Where are they now: Sam Lenarduzzi

First-ever captain of the Whitecaps in 1974

WHERE HE WAS: Silvano “Sam” Lenarduzzi was born in Udine, Italy on December 19, 1949. But he grew up in Vancouver with his family, including his three brothers Vanni, Bobby, and Danny. They lived just a stone’s throw away from Empire Stadium, but little did Sam know that he, Bobby, and Danny would end up playing professional soccer for their hometown team on that very field.

At the age of 15, Sam joined brother Vanni on Vancouver Columbus.

"We played out of Callister Park in the Pacific Coast League," Sam recalled to canadasoccer.com in 2012. "Our teams were always strong. We had an Italian owner (Mainardi) and he would often bring an older pro, so we always had one or two calibre players.

"In those days with Columbus, you didn't get paid, but you were treated well," added Sam. "You would go to the restaurant and have great meals and they took care of everything. It was a fun time."

By 1969, the Lenarduzzi brothers helped Columbus become the best amateur team in Canada, beating Montréal Ukrainia 10-0 in what remains the most lopsided final in Canadian challenge Trophy history. Still only 19, Sam had two goals in the decisive victory.

"Everybody did what they needed to do to win,” remembers Sam. “We were a very passionate bunch of guys."

WHERE HE WENT: By 1968, Sam was playing for the Canadian men’s national team and played for his country in FIFA World Cup qualifiers.

In 1974, a new professional soccer team began in town, Vancouver Whitecaps. Sam was invited to try out for the new team.

“I knew that Harry Christie (scout) and head coach Jim Easton had been watching our games and I had already been made captain for Canada,” tells Sam. “But I still wanted to impress in the tryouts to make sure I was on the team.”

The legend, as he is now known to many in Vancouver’s soccer community, would captain the ‘Caps in their first ever professional game against San Jose Earthquakes on May 5, 1974. 

“I remember walking out and seeing the crowd and feeling very lucky,” says Sam. “But my favorite recollection was standing there alongside my brother Bobby singing the national anthem that was such a proud moment for me playing in front of friends and family.”

Indeed, it was a family affair for the ‘Caps, and each member of the family enjoyed the action their own way.

“My mother (Clelia Lenarduzzi) was at the first game but preferred to stay at home and sit outside our house where she could tell what was going on in the game by the noise coming from the crowd.”

Sam went on to play 98 games for the Whitecaps before being traded to Toronto Blizzard where he played until he retired in 1980.

He looks back most fondly on those days thinking of the times he shared with his brothers.

“There were a couple of games when all three Lenarduzzi boys  played in a game together, which was a dream come true,” remembers Sam. “In a game against San Jose at home, Danny came into the game with maybe 15 minutes to go joining Bobby and myself on the field. Bobby scored his second goal of the game on a play where every ‘Caps player touched the ball before it entered the net. That meant that all the Lenarduzzi boys contributed to a Whitecaps goal for a special moment.”

He enjoyed his career, where he played against some great teams and legendary players.

“One being Pele, whose shirt I got one time and now have it framed and hanging nicely on my wall.”

WHERE HE IS NOW: After retiring from the game Sam was approached by Labatt rep Howie Larky to come and work for them, which he did do for 25 years.

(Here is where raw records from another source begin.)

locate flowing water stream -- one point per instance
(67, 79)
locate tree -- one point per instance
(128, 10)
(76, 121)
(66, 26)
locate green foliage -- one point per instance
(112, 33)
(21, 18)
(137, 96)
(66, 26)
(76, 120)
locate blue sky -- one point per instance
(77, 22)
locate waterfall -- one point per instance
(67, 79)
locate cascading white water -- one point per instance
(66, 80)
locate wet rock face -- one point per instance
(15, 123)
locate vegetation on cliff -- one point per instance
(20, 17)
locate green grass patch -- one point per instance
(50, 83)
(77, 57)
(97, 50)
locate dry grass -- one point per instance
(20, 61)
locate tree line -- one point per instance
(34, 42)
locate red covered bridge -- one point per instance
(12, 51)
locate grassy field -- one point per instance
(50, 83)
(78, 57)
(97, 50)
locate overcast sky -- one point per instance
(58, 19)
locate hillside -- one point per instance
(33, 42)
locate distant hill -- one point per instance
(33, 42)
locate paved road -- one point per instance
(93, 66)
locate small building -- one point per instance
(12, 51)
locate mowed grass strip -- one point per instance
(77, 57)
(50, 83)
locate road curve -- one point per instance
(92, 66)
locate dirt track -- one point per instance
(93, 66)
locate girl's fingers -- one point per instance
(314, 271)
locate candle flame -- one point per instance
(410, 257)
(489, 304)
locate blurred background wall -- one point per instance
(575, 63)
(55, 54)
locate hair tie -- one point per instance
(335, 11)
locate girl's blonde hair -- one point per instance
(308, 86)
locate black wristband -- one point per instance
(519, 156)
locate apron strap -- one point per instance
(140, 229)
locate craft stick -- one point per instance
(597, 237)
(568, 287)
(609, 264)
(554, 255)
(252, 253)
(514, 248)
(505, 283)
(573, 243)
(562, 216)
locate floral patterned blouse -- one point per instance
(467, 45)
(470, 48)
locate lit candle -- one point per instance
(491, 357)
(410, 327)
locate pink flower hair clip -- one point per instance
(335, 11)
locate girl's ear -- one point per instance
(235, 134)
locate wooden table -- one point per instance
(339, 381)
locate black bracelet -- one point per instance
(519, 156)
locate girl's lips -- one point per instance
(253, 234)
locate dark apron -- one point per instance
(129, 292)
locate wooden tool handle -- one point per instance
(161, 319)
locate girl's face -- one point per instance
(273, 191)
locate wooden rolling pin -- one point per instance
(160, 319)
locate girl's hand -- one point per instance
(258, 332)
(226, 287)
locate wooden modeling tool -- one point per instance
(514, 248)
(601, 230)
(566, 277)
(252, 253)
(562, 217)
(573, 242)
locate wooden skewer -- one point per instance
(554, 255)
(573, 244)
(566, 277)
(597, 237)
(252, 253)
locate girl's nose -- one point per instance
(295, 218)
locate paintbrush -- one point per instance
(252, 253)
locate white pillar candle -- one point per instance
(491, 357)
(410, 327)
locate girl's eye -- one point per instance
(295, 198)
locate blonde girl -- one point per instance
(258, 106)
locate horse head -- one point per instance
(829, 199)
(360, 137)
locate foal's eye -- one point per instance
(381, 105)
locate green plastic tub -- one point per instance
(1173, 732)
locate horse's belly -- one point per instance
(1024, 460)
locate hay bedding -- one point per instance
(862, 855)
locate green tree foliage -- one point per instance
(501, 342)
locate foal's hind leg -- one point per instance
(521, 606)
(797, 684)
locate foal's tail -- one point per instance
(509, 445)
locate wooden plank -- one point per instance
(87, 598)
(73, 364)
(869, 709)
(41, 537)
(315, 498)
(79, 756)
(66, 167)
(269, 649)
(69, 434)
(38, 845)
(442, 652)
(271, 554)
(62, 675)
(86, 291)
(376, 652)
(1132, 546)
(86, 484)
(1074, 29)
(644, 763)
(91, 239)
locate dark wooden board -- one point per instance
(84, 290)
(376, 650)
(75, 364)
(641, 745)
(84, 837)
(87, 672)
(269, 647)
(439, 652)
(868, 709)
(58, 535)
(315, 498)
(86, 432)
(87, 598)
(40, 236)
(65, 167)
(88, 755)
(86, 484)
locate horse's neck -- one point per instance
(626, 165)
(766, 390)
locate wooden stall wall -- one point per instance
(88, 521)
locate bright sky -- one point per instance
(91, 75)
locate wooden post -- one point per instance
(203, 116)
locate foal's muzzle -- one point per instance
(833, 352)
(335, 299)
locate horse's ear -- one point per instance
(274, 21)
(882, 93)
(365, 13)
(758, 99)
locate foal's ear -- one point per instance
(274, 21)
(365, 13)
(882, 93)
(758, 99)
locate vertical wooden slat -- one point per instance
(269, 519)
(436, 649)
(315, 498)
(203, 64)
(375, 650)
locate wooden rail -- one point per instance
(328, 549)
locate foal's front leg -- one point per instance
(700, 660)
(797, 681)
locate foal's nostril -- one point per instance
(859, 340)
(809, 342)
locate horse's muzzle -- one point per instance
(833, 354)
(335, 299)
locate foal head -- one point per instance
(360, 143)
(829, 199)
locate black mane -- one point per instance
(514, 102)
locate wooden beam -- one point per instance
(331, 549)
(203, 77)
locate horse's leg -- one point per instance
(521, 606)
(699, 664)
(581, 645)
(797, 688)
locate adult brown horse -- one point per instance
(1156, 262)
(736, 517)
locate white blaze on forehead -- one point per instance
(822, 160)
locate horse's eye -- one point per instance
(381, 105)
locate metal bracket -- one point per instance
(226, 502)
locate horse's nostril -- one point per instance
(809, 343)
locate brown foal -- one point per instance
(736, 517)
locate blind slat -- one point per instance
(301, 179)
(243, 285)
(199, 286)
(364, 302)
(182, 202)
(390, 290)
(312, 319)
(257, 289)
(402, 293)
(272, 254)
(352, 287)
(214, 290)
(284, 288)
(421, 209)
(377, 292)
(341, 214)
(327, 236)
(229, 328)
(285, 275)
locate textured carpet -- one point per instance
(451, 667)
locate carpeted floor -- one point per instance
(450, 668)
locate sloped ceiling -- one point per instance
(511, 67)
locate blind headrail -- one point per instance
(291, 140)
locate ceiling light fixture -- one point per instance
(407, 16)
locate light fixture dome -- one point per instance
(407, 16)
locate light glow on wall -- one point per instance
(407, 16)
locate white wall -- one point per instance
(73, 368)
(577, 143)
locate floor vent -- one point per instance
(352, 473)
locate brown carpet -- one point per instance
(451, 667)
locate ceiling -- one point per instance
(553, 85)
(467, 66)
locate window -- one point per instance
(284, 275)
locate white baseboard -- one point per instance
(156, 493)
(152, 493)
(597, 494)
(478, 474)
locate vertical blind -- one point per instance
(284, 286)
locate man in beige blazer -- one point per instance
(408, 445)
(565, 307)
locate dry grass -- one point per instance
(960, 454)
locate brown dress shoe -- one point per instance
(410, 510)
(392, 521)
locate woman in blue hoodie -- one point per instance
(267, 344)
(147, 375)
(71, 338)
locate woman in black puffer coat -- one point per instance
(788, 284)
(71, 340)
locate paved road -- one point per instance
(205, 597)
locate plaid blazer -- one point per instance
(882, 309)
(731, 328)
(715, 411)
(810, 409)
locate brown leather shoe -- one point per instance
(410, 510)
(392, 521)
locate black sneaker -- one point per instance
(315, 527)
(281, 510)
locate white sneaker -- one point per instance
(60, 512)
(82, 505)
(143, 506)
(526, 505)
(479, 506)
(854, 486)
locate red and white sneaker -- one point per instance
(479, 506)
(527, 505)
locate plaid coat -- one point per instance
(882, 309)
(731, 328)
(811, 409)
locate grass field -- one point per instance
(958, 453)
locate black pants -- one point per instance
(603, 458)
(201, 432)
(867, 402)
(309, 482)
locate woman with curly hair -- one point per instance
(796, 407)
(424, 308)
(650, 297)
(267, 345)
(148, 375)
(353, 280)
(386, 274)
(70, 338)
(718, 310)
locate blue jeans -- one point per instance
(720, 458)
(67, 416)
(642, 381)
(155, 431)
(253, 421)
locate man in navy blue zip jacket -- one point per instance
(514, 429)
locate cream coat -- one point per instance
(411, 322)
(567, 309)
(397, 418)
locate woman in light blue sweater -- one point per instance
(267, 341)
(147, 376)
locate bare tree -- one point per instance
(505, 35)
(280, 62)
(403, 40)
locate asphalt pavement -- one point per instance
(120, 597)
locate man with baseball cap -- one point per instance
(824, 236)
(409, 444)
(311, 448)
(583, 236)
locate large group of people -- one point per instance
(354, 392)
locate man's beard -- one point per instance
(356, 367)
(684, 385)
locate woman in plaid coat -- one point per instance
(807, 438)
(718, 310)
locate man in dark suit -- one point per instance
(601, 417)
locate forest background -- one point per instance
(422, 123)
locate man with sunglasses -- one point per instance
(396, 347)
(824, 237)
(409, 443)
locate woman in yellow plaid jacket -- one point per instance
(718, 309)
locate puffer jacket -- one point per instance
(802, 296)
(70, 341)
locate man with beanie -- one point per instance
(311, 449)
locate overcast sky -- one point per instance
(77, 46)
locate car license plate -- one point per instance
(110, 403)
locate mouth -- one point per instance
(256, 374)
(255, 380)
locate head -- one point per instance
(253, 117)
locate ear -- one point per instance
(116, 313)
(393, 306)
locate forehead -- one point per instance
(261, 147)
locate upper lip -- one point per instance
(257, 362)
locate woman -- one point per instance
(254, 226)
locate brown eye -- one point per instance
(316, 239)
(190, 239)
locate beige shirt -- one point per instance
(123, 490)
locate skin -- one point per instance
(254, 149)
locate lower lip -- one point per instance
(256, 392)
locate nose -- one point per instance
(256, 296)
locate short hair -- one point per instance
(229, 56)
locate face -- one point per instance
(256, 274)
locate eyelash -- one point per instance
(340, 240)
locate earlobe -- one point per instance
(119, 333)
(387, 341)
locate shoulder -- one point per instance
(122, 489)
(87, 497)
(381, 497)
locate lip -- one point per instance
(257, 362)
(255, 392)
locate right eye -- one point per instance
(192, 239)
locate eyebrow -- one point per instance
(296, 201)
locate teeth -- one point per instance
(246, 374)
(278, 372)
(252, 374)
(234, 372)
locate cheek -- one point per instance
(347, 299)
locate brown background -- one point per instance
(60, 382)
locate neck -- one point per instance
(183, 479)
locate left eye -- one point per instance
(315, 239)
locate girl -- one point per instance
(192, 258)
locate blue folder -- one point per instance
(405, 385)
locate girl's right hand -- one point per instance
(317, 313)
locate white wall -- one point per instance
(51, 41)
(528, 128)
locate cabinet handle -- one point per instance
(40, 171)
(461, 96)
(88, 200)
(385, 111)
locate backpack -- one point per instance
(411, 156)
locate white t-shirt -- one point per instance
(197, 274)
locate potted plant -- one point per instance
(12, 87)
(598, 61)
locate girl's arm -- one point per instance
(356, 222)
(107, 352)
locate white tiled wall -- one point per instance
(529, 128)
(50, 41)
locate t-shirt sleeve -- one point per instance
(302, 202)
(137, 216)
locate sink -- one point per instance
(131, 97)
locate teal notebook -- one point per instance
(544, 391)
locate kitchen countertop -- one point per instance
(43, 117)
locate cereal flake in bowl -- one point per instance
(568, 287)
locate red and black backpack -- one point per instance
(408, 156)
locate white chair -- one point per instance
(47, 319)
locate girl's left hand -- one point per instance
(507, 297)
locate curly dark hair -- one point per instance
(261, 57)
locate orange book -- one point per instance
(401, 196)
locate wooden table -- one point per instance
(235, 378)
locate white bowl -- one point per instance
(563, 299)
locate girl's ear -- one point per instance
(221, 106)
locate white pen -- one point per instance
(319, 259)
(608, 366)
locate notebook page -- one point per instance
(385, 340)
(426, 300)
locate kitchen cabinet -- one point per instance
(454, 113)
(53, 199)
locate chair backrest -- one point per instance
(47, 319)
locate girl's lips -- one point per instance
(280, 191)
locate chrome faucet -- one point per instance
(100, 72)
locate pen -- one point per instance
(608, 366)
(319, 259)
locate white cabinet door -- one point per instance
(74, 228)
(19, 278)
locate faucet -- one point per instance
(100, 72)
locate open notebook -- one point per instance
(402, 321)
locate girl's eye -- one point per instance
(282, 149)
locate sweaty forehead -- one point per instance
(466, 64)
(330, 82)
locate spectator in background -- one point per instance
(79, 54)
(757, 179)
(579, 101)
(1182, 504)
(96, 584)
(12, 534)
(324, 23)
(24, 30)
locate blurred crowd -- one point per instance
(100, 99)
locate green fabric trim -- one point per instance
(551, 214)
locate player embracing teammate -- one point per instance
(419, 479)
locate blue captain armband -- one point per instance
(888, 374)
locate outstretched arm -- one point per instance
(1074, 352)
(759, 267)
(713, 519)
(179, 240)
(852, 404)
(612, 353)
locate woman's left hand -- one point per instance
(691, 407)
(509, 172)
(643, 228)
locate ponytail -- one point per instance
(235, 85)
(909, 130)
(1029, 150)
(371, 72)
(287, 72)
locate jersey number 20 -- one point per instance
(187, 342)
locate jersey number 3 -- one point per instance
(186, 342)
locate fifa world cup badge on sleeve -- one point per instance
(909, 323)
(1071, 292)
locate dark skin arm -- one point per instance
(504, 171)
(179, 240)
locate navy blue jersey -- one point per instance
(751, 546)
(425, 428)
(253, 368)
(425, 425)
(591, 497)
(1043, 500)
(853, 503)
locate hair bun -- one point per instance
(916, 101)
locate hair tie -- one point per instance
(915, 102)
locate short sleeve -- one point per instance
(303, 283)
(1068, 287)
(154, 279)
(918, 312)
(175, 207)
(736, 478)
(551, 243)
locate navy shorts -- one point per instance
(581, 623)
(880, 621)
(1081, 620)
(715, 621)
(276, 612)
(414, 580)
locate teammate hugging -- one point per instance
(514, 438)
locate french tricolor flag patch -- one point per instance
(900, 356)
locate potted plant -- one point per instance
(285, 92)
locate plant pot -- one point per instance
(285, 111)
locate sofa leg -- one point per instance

“Labatt were a sponsor of the ‘Caps and the Canadian national team, and I jumped at the chance to work for them,” says Sam. “I was as passionate about selling beer as I was playing soccer.”

In 1986 Sam would do the colour commentary for CBC in Mexico, covering all of Canada’s games and was in the stands when Maradona single-handily (no pun intended) beat England.

In April of 2000, Mr.Lenarduzzi was inducted into the Canadian Soccer Hall of Fame.

Sam now lives on the North Shore and still plays for Columbus “over-somethings”, he tells me laughing. And he is once again working for his beloved Vancouver Whitecaps as manager of regional community programs, including camps, clinics and school visits.

“My job has grown, but I love it,” says Sam about working with youngsters. “It is great to see the club thriving on and off the field and to be a part of this incredible journey we are on.”

On Saturday at the 40th anniversary at BC Place, the original captain of the Whitecaps will be on the field with the original coin and original ball. Make sure to give him a loud ovation!